A volta de um debate esquecido?
Em 1962, Peter Bacharach e Morton Baratz publicaram o famoso artigo “Two Faces of Power,” sugerindo a existência de uma lacuna no igualmente aclamado livro de Robert A. Dahl “Who Governs?,” publicado um ano antes (1961). A crítica era simples, porém contundente. De forma a tratar o poder como uma fenômeno empiricamente verificável, Dahl teria restringido sua análise a “uma face do poder,” isto é, aquela que envolve a participação visível no processo de tomada de decisões. Visto desta perspectiva, o poder (em New Haven, diga-se de passagem, local onde o estudo fora conduzido) parecia fragmentado, não concentrado em nenhum grupo em particular, o que corroboraria a hipótese pluralista então em voga. A resposta oferecida por Bacharach e Baratz (1962), todavia, observava que o conceito de poder não pode ser reduzido à participação no processo de tomada de decisões. Embora existisse tal “face do poder,” esta seria apenas uma, mas nada dizia sobre a formulação da agenda política e das alternativas apresentadas como solução aos problemas levantados. Isto é, por que determinados temas eram ignorados e outros priorizados? Por que certas alternativas políticas nunca eram cogitadas? Por que, enfim, a dinâmica política prioriza certos problemas em detrimento de outros que sequer chegam a ser discutidos, quanto mais decididos? Mais importante, Bacharach e Baratz (1962) argumentaram que esta “segunda face do poder” se expressava em reações antecipadas por parte de grupos minoritários (em termos de poder e influência) que, por perceberem que suas demandas dificilmente seriam atendidas, sequer tomavam qualquer iniciativa de agir. Desta forma, tais grupos até poderiam participar formalmente do processo de tomada de decisões ajudando a lhe dar uma feição mais plural, mas existiria um claro viés nos tópicos sendo decididos e no conteúdo das alternativas políticas apresentadas.

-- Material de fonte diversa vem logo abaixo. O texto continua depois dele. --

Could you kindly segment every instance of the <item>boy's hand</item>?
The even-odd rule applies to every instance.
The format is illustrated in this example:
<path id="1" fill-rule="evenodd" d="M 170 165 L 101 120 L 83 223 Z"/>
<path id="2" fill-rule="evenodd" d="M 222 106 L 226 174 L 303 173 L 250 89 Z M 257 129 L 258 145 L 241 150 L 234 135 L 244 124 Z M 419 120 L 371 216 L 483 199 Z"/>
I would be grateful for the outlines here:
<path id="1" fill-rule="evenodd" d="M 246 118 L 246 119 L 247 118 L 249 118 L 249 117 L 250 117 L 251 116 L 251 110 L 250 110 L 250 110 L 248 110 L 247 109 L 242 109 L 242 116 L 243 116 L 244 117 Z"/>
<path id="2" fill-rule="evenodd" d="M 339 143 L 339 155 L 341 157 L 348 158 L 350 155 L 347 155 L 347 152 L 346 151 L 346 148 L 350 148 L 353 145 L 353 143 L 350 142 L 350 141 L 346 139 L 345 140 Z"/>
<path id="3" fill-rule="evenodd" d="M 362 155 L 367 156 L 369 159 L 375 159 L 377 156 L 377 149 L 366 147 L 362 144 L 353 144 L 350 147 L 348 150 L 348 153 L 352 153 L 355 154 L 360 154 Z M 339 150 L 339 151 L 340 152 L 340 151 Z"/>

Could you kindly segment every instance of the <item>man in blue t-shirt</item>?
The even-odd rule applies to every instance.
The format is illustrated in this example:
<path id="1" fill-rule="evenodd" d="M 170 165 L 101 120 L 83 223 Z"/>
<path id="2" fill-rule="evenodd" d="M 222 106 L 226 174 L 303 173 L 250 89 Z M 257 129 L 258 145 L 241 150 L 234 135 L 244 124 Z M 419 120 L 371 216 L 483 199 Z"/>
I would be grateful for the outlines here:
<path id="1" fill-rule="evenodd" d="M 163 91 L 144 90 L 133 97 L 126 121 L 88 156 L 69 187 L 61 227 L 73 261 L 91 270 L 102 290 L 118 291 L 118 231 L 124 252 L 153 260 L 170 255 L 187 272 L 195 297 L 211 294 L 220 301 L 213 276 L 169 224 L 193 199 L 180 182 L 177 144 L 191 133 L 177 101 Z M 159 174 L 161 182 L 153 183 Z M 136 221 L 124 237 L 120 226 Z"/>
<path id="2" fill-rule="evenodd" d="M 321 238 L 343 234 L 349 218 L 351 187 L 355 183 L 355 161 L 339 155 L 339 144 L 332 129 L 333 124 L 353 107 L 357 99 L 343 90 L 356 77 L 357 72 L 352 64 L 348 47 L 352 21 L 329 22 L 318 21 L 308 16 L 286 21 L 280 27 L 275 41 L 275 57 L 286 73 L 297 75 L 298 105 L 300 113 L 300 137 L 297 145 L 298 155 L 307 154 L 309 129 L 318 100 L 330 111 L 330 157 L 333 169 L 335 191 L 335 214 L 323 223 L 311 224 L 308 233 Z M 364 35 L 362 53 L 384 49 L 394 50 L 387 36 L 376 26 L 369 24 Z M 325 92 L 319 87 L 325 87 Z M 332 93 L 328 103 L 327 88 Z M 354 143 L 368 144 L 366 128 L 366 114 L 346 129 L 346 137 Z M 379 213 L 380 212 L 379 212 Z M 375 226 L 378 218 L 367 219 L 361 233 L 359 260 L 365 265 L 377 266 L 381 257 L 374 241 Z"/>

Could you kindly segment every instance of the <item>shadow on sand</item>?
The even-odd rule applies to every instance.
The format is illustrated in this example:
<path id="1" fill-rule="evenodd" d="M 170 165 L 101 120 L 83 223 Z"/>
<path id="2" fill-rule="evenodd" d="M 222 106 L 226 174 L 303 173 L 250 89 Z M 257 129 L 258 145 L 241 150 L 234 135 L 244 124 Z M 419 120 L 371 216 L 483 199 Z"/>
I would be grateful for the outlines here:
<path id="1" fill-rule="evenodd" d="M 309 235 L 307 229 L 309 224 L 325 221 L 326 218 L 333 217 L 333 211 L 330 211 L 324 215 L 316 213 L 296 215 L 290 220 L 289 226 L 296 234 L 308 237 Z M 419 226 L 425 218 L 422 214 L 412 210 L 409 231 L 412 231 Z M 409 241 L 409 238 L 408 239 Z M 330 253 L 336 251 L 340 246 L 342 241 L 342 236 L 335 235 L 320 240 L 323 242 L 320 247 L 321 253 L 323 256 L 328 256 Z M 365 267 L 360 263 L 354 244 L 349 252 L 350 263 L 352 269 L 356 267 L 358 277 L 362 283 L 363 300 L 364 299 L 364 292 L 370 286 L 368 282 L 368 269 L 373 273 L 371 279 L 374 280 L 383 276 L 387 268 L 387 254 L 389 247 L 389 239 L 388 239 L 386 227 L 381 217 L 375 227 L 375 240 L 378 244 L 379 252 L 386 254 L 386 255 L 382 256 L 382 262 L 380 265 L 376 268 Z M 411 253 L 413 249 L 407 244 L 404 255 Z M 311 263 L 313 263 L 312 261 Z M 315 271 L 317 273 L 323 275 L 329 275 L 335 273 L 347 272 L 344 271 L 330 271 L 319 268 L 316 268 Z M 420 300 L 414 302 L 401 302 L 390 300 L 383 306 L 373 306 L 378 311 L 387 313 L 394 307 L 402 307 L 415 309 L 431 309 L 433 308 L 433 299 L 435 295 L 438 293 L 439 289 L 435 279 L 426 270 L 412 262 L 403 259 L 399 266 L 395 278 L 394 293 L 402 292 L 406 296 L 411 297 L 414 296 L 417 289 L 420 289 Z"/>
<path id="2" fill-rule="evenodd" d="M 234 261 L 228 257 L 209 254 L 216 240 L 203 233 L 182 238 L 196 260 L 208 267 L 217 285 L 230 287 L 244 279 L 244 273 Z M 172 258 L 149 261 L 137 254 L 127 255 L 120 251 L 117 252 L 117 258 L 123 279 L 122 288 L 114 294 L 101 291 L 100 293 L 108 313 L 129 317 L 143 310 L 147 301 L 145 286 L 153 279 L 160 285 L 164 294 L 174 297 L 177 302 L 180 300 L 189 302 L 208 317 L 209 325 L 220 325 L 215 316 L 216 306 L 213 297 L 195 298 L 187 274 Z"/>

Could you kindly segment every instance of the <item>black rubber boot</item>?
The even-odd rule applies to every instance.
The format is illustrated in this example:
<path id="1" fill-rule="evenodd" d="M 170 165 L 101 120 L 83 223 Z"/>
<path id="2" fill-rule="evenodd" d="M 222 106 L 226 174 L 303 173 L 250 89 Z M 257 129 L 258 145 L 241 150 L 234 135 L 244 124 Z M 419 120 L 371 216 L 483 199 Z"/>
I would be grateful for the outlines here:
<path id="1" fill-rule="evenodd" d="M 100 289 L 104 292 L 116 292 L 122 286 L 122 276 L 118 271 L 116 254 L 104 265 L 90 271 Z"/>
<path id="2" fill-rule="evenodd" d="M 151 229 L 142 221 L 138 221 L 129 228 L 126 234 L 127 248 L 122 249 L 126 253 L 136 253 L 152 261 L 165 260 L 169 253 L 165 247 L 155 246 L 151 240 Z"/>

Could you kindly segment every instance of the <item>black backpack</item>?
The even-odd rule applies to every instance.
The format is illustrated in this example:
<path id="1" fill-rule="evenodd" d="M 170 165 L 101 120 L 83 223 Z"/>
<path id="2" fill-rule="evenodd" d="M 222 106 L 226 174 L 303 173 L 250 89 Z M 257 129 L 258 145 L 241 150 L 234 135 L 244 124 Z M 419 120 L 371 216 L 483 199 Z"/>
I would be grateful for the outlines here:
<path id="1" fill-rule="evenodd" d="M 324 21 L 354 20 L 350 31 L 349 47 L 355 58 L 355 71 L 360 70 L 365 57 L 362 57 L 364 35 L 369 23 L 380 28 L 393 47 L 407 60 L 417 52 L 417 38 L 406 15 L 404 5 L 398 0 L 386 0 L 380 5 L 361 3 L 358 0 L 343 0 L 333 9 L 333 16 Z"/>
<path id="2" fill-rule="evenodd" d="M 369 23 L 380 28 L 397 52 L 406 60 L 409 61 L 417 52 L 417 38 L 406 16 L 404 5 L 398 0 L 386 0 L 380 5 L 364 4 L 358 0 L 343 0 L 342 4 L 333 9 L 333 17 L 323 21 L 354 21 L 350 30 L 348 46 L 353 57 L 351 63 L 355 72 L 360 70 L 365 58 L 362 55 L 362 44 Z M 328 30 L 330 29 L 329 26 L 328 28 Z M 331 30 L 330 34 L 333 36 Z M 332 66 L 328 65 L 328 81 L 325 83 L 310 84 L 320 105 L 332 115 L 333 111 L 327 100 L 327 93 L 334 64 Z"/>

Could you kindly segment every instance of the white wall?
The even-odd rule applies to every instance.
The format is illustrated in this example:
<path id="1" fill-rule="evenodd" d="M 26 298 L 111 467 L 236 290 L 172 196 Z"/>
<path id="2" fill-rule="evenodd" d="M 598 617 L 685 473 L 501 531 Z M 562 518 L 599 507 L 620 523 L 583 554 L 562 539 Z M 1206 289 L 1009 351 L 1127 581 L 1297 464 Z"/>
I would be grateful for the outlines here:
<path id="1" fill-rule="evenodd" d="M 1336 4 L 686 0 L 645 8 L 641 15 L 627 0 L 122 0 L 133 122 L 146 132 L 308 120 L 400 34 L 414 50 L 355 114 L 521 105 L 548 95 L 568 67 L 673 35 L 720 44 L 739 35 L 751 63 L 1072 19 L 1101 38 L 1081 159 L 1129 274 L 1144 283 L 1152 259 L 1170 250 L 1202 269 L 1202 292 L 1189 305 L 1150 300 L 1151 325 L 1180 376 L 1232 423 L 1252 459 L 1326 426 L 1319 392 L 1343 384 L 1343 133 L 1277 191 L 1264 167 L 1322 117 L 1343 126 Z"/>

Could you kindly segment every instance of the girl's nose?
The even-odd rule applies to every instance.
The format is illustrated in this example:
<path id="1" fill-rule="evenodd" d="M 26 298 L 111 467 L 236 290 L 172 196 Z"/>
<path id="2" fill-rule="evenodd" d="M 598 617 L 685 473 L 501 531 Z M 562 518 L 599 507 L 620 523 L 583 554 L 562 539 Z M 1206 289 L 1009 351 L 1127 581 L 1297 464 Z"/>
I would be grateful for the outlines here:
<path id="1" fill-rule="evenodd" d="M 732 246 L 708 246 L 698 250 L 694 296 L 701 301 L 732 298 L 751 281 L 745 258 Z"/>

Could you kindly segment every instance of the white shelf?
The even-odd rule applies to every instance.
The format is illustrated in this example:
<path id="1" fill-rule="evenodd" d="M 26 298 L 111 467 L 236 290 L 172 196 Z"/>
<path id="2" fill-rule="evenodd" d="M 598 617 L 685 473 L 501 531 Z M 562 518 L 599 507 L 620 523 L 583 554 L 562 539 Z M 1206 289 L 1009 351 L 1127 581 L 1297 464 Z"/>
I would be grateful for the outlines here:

Embora a ciência política mundo afora – Brasil incluído – siga priorizando a análise procedimental de processos decisórios (sendo o poder de agenda mero fator de vantagens estratégicas em meio a ele), os debates sobre o conteúdo e a formulação das agendas de políticas públicas parecem escanteados. Cumpre lembrar que este debate diz respeito àquele que provavelmente é um dos conceitos que define a ciência política como campo de pesquisa – o conceito de poder. Seguimos largamente ignorando esta “segunda face do poder” e, portanto, enviesando nossa análise justamente em relação a um dos conceitos mais caros à nossa disciplina.

Longe de ser a abordagem ideal para esta questão, cumpre observar que os trabalhos de Frank R. Baumgartner and Bryan D. Jones, inspirados em trabalhos anteriores de John W. Kingdon, Theodore Lowi e E. E. Schattschneider, entre outros, buscaram realizar esta análise no que tange à realidade política dos Estados Unidos, logrando relativo sucesso que pode ser observado em obras como “Agendas and Instability in American Politics” (University of Chicago Press, 1993) e “The Politics of Attention: How Government Prioritizes Problems” (University of Chicago Press, 2005), além do conteúdo site http://www.policyagendas.org, que torna públicos muitos dos dados utilizados pelos autores em suas obras. Até recentemente, todavia, esta iniciativa se encontrava restrita a acadêmicos estadunidenses e à análise da realidade política daquele país. Volume pulicado este ano pela Comparative Political Studies exemplifica que este não é mais o caso (http://cps.sagepub.com/content/44/8.toc), o mesmo se observando pelo número significativo de pesquisadores envolvidos no Comparative Agendas Project, como se pode ver no site http://www.comparativeagendas.org. Embora a ênfase ainda seja fortemente concentrada nos países ditos desenvolvidos (por exemplo, Bélgica, Canadá, França, Itália, etc), fica aqui a sugestão para que iniciativas semelhates sejam levadas adiante também no Brasil.